Celui de la Russie, entendu trois fois en deux jours lors des compétitions par équipes d’épée masculine, d’épée féminine et de sabre masculin. Il s’en fallut de pas grand-chose qu’il retentisse une quatrième fois dans l’épreuve du fleuret féminin. Mais là, la Pologne a eu le dernier mot.

 

LEIPZIG OU TURIN

 

L’année 2004 étant réservée aux JO, les prochains championnats du monde auront lieu en 2005. Deux villes sont candidates, Leipzig et Turin. Le choix interviendra à la fin de novembre lors du congrès de la FIE à... Leipzig.
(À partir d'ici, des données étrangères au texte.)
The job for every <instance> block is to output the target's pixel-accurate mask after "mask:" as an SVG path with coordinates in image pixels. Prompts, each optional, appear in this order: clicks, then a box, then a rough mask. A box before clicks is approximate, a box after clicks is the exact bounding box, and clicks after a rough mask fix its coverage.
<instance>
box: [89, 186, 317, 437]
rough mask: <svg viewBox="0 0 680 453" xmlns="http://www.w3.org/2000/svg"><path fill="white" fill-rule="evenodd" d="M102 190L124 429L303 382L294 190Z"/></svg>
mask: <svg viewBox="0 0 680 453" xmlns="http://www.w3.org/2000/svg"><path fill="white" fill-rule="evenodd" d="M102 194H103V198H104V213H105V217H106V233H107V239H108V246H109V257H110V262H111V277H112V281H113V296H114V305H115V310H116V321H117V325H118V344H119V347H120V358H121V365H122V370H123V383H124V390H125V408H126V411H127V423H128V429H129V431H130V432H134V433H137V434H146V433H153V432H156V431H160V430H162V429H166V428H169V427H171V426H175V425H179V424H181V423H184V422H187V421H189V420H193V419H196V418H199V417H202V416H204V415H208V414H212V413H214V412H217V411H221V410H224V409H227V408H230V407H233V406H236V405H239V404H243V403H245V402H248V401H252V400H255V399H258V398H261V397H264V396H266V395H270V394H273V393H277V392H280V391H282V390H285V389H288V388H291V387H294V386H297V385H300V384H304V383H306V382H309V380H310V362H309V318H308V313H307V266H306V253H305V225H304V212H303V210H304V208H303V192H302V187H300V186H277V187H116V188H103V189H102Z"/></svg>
Apparemment, il y a de bonnes chances pour que la cité allemande soit désignée. On serait loin de la douceur des Caraïbes, mais faire de l’escrime au son de la musique de Jean-Sébastin Bach, ce serait pas mal aussi.

 

Bernard Morel

 

 

 

 

RÉSULTATS

 

Championnats du Monde d’escrime La Havane 2003

 

Epée féminine individuelle

 

Classement général

1e Conrad Natalia, Ukr, 2e Nisima Maureen, Fra, 3e Cascioli Cristiana, Ita, 3e Li Na, Chn.

 

puis: 24e CRAMER DAPHNÉ, Sui, 34e Lamon Sophie, Sui, 47e Romagnoli Diana, Sui, 58e Hablützel-Bürki Gianna, Sui,


 

 

Epée féminine par équipe (Equipes présentes 24)

 

Classement général

 

1e Russie, 2e Allemagne, 3e Hongrie, 4e Estonie puis 14e Suisse.

 

 

Epée masculine individuelle

 

Classement général

 

1e Jeannet Fabrice, Fra, 2e Khvorost Maksym, Ukr, 3e Robeiri Ulrich, Fra, 3e Zakharov Vitali, Blr.

 

puis: 18e Fischer Marcel, Sui, 45e Hoffmann Basil, Sui, 100e Kauter Michael, Sui, 101e Steffen Benjamin, Sui.

 

Epée masculine par équipe (Equipes présentes 39)

 

Classement général

 

1e Russie, 2e Allemagne, 3e Suède, 4e Pologne.